Should you Consider a PFD?
by Tony Jelinek – Fishmaster, Rivers & Streams
Have you seen the commercial on television about water safety and wearing a PFD (personal flotation device or life jacket) when engaging in water sports on the river? I saw it just the other day. One of the shots showed an angler on a river wearing what looked like a combination fishing vest and personal flotation device. And, guess what, he was.
I have never considered wearing a PFD when fishing on the river or from a float tube, and nobody has ever recommended wearing one. We all talk about having the right type of wading boots, using a wading staff, and wearing a wading belt around the waist, but nobody has ever mentioned that I should consider wearing a lifejacket.
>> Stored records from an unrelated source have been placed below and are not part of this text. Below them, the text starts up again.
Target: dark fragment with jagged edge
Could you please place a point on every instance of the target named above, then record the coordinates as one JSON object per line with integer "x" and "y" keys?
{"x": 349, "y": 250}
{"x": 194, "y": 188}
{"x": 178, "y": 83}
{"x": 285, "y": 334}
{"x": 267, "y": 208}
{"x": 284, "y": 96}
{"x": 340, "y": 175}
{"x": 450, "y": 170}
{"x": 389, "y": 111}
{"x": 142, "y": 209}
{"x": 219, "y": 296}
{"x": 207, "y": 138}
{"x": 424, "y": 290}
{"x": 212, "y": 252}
According to Discover the Outdoors (http://www.dto.com/fwfishing/safety/water/446), “drowning is the second leading cause of accidental death in the United States, and every year a portion of those accidental deaths are fishermen who drown during a routine day on the water. More than half of all wading fatalities are ‘flush drownings,’ where a person is swept away by the current and cannot keep their head above water. Thirty percent become entrapped and unable to free themselves, while the remaining 10 percent die from head wounds from the resulting fall.”
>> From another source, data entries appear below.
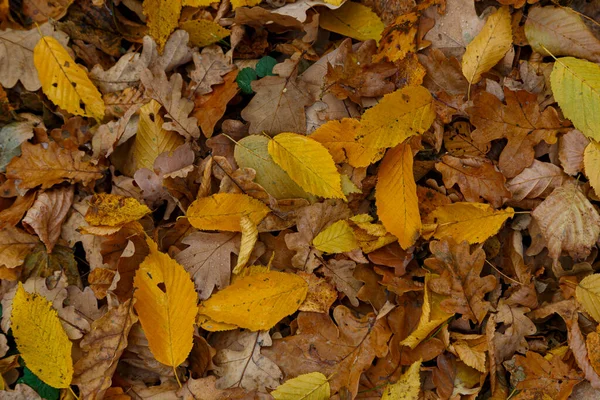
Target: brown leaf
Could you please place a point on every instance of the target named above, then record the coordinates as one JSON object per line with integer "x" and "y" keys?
{"x": 477, "y": 178}
{"x": 208, "y": 259}
{"x": 568, "y": 222}
{"x": 520, "y": 121}
{"x": 48, "y": 213}
{"x": 102, "y": 349}
{"x": 343, "y": 351}
{"x": 460, "y": 278}
{"x": 47, "y": 165}
{"x": 278, "y": 105}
The website goes on to mention the advantages of wearing a PFD. “Few wading anglers consider wearing life jackets (PFDs), but every angler should. Even strong swimming fishermen can be overwhelmed by powerful currents or impaired by a fall. There are now many life jackets on the market that double as fishing vests. Some of today’s inflatable personal flotation devices (PFDs) will only inflate when needed, leaving the angler with almost no bulk and complete freedom of movement while fishing.”
What are some of your PFD options? Stohlquist makes PFDs primarily designed for kayakers but also makes the Stohlquist Fisherman PFD with all the usual accessories of a fly-fishing vest – multiple tool hangers, multiple pockets for storing tippet, fly boxes, and other accessories. The PFD sells for $130. From Cabela’s and Outcast anglers, along with others, the minimalist self-inflating horse-collar style PFDs are available. These run from about $90 to $180. One of the newer style minimalist PFDs on the market is the Hyde Wingman. At only 1.6 pounds and 0.4 inches thick the vest is intriguing. This PFD is pricier at $225 with a first-time purchase 10% discount. Hyde is also developing hip belt and pouch accessories that would work well for fishing, or you could probably use the traditional hip belt or front pouch assembly. It also is thin enough, where a fishing vest could be worn directly over the Wingman.
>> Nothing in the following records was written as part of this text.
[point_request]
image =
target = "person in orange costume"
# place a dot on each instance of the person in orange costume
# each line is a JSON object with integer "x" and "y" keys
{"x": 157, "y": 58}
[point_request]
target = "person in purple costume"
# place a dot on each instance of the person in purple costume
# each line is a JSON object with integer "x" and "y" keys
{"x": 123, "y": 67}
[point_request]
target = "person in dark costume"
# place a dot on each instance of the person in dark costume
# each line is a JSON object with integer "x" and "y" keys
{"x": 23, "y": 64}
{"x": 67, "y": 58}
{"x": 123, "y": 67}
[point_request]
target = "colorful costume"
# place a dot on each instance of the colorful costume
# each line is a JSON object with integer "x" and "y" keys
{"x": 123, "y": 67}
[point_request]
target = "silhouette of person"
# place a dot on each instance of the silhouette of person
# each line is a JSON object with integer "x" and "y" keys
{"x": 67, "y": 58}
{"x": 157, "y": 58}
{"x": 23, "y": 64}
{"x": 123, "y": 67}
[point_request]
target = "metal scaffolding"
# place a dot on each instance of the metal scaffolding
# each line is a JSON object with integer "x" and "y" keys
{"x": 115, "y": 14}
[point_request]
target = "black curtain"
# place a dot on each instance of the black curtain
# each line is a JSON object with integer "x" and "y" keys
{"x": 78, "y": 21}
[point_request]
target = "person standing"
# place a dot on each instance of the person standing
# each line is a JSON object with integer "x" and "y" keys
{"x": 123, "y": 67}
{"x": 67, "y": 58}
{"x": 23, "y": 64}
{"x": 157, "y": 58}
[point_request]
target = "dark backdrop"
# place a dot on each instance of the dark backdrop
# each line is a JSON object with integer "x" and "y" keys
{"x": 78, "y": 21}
Will I be heading out to purchase a PFD? I think it is time to take the step. Depending on the river conditions, a PFD is essential. According to Ralph Cutter, he does not always wear a PFD while wading but assesses the situation before making his choice. In hazardous wading conditions such as in high-volume runoff or wading at night, he wears a PFD. I did recently cruise class II rapids while wearing a PFD and felt in control and safe. I know when sitting in a float tube for a few hours, I have thought about what would happen if I slip into the cold water, and my waders fill with water. I would probably have difficulty staying afloat; so a PFD would be a good idea. Forgo that new rod and get yourself a PFD, because a PFD should be strongly considered and may just save your life.